Quando voltava, vi uma casa pequena, esbranquiçada, escondida entre as bençãos indolentes das arvores. Tinha a serena quietação de quem tem ouvido segredos extaticos, e era triste e religiosa como a entrada amarellecida de um convento catholico. Havia uma corrente de agua delgada que fazia claras murmurações, e era como o acompanhamento, natural e melodico, de uma ecloga latina. Entre as arvores estava um banco solitario, que o musgo ia cobrindo. Nas plantas, nas clematites, nas trepadeiras que o cercavam, havia um murmurio como de vozes distantes que contam felicidades perdidas. A pedra escura e molhada do banco tinha a tristeza das pedras do cemiterio, á luz consoladora, purificadora e branca, que cáe dos ceus outonaes.

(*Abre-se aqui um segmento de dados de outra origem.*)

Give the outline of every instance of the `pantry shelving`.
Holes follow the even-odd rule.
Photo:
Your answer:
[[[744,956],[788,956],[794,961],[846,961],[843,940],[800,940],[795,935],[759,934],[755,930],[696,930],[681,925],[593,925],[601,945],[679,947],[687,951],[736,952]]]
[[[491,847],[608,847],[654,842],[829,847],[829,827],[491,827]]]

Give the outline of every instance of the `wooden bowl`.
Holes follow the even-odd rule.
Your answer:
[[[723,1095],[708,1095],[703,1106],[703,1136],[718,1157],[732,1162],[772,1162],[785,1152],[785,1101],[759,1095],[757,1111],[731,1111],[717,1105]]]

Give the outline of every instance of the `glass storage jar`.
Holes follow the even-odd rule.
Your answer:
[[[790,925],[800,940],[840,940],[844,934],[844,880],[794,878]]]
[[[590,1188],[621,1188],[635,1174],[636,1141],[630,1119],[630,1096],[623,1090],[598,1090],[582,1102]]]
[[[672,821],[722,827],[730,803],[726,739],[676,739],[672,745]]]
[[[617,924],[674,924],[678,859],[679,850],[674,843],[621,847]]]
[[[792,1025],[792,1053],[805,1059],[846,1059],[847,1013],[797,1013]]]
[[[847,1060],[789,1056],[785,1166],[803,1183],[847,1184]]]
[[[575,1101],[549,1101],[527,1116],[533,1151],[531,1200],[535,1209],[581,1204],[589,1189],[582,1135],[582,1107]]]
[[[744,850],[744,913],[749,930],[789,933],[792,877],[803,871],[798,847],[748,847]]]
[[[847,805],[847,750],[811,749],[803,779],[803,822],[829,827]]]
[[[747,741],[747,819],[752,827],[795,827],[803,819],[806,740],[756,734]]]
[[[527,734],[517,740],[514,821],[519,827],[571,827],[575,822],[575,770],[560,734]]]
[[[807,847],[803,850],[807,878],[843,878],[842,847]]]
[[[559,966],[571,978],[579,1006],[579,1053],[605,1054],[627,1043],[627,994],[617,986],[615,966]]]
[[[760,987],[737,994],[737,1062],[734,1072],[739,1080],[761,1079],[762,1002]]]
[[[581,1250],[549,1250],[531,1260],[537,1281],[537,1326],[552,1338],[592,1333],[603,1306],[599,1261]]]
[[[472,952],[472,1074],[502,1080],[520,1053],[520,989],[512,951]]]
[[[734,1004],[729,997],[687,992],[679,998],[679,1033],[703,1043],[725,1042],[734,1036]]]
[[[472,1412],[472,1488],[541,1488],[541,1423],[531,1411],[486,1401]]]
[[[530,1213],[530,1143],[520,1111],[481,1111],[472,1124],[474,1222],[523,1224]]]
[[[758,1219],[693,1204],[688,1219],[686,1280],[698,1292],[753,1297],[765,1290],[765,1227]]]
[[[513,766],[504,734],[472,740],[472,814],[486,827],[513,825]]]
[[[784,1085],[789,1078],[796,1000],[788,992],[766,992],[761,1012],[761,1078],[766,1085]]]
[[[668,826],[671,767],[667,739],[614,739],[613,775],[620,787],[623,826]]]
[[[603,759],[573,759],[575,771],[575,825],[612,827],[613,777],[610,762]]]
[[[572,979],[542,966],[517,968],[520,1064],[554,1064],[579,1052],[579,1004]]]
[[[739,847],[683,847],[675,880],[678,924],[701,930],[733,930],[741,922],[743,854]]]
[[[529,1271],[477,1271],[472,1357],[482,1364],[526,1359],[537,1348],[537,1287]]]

Agora, sobre aquelle banco, dorme estirada a grande luz do sol, e á noite o luar, porque já não ha n'aquella casa namorados contemplativos que venham, de noite ou á sésta, despertar, para se poderem sentar alli, aquelles dormentes de luz.
Aquella casa abandonada faz lembrar amores mysticos: e, quando se vê á luz dolente do escurecer, faz subir do coração como um sabor de beijos antigos e esquecidos.
As arvores erguiam, em attitudes violentas e propheticas, os seus braços nús, engelhados, supplicantes para o frio azul, esperando, no entorpecimento, a fermentação violenta das seivas. Os ramos frios e nitidos deixavam passar indifferentes, sem as suspender, sem as acariciar, as molles nudezas das nuvens.
Toda a natureza, no tempo dos frios, está impassivel e somnolenta.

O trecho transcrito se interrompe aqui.